The elephant in the room
All this is really just small potatoes, compared to the pending lawsuit by Ed O’Bannon against the NCAA. If you follow the business of college athletics, you probably know exactly what I’m talking about, but for the benefit of everyone, I’ll summarize the issues at hand.
O’Bannon played basketball at UCLA in the early 1990s. As a senior, he won multiple player-of-the-year awards, was a consensus first-team All-American, was the NCAA tournament MVP, and led the Bruins to the 1995 national championship. Although he went ninth in the NBA draft that year, he never established himself as a pro player, bouncing from team to team and league to league; he later commented that he “played for 12 different teams in at least six countries and for 15 different coaches.” The lawsuit stems from the NCAA continuing to profit from O’Bannon, and other former collegiate athletes, many years after they leave college, not only by continuing to sell actual game footage (think ESPN Classic) but also by licensing their likenesses to video game developers. O’Bannon alleges that, by requiring students to sign over rights to their names and likenesses in perpetuity if they want to play college sports, the NCAA has violated antitrust laws.
O’Bannon’s lawyers have asked the court to certify this as a class action lawsuit, on behalf of thousands of current and former college athletes, who (they allege) were coerced by the NCAA’s near-monopoly into signing over these rights. Whether or not this becomes a class action lawsuit, and whether or not the lawsuit ultimately succeeds, the O’Bannon lawsuit is unlikely to be the end of the matter.
Does the NCAA have a future?
The fact is that the NCAA, both itself as an organization and on behalf of hundreds of college athletic departments, has enjoyed several decades of having the best of both worlds. On the one hand, they have several highly desirable properties — college football and the men’s basketball tournament — which they have been able to exploit to the tune of millions of dollars a year; on the other hand they pay the top producers of those properties — star athletes in football and men’s basketball — a fraction of their value, preaching the virtues of “amateurism”.

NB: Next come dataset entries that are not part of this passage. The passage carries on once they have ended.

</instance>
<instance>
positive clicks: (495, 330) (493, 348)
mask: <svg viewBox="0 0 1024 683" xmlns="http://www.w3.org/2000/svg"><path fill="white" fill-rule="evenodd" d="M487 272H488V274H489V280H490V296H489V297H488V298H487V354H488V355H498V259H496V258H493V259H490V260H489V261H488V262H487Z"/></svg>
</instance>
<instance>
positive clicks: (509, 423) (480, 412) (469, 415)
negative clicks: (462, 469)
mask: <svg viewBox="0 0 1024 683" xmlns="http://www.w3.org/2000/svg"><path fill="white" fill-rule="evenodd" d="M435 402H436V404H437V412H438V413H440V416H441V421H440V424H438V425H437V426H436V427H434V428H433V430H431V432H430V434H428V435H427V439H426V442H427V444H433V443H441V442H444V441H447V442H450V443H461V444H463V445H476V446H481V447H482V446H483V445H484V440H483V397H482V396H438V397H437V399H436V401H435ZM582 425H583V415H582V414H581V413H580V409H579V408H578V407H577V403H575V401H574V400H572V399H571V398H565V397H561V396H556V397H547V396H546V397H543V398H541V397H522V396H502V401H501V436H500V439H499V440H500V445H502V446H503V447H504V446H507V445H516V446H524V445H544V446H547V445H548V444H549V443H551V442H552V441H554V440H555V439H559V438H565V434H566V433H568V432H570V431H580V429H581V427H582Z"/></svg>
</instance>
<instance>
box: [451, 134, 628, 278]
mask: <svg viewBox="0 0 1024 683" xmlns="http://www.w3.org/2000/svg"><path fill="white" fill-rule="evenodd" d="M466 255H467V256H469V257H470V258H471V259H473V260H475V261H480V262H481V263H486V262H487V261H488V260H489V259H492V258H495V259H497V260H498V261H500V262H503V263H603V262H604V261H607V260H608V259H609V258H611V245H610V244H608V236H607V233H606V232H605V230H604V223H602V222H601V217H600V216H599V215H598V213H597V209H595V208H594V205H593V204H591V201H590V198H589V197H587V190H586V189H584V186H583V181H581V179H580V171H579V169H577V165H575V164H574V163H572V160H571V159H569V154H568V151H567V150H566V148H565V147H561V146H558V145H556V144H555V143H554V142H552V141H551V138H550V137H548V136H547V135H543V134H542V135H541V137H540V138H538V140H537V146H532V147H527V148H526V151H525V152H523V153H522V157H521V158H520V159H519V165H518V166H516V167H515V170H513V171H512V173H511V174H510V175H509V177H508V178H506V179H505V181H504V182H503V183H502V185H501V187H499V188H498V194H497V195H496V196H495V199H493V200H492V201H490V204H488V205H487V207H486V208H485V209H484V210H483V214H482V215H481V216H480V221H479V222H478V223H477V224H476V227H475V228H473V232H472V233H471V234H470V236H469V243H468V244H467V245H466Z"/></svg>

It’s important to remember that amateurism is defined by the NCAA itself, and has been re-defined at will over the decades. Once upon a time, amateurism briefly meant no compensation at all, including athletic scholarships. Over the years this definition has gradually been stretch to include not only scholarships, room and board, extra academic services (e.g. tutoring), and book stipends. Over the last two years, the NCAA has floated the idea of allowing conferences to allow member schools to pay athletes up to $2,000 over and above all those costs. Clearly, the NCAA is comfortable going well beyond the bounds of any common-sense definition of “amateur”.
The problem posed by all this is that the NCAA’s official top tier — Division I Football Bowl Subdivision, once known as Division I-A — is already in a fairly tenuous situation. The gap between the real top, the schools of the Big Ten, PAC-12, SEC, Big XII, and ACC, and the lower end of the subdivision, the MAC, Sun Belt, and WAC, has never been bigger, and allowing conferences to pay athletes more will only increase that gap. Meanwhile, the O’Bannon lawsuit adds the spectre of market-based pay to top athletes as well as a potential need to break up the NCAA.
The obvious solution would be for top schools to leave the NCAA (at least for football) en masse, and to establish some sort of new semi-pro league. It would be a risky move, with the potential to create significant political problems, but it would resolve the issue of the divide within FBS (by increasing the divide), would resolve the “amateurism” issue, and mitigate any future antitrust concerns. I’m not saying that’s going to happen, but it would certainly solve a lot of the association’s problems.